Dans une petite ville du midi, Pierre est un peu l’homme à tout faire : professeur dans un pensionnat, il rédige également les discours de son père, en pleine élection électorale, sans oublier les articles pour son ami Patrick, un critique de spectacles. Ses élèves ont alors l’idée d’intervertir le contenu des dossiers…

 

Je continue ma lente exploration des comédies populaires françaises des années 70, face auxquelles j’ai longtemps été réticent. La Moutarde me monte au nez, sur un professeur de maths martyrisé et confronté aux femmes, est un peu surprenant en ce qu’il semble à la fois concentrer toute la paresse de ces années (mise en scène désinvolte, regard paresseusement lubrique, situations lourdement potaches), et pourtant contenir des idées de burlesque étonnamment précises et bien détourées.
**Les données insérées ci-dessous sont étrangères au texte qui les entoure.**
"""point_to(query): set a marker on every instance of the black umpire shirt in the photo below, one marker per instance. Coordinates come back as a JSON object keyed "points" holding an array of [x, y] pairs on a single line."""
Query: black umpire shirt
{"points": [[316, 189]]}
Ces gags souvent liés à Pierre Richard, qui semble toujours comme entouré d’un rythme lunaire, viennent peut-être d’abord de l’acteur (quoiqu’il n’est pas le seul : la scène d’opération outrée de Claude Pieplu, par exemple, n’est pas en reste). Le film donne plus généralement l’impression de voir un noble héritage burlesque, toujours aussi inventif, doucement se dissoudre dans les normes plus vaseuses du cinéma mainstream d’alors.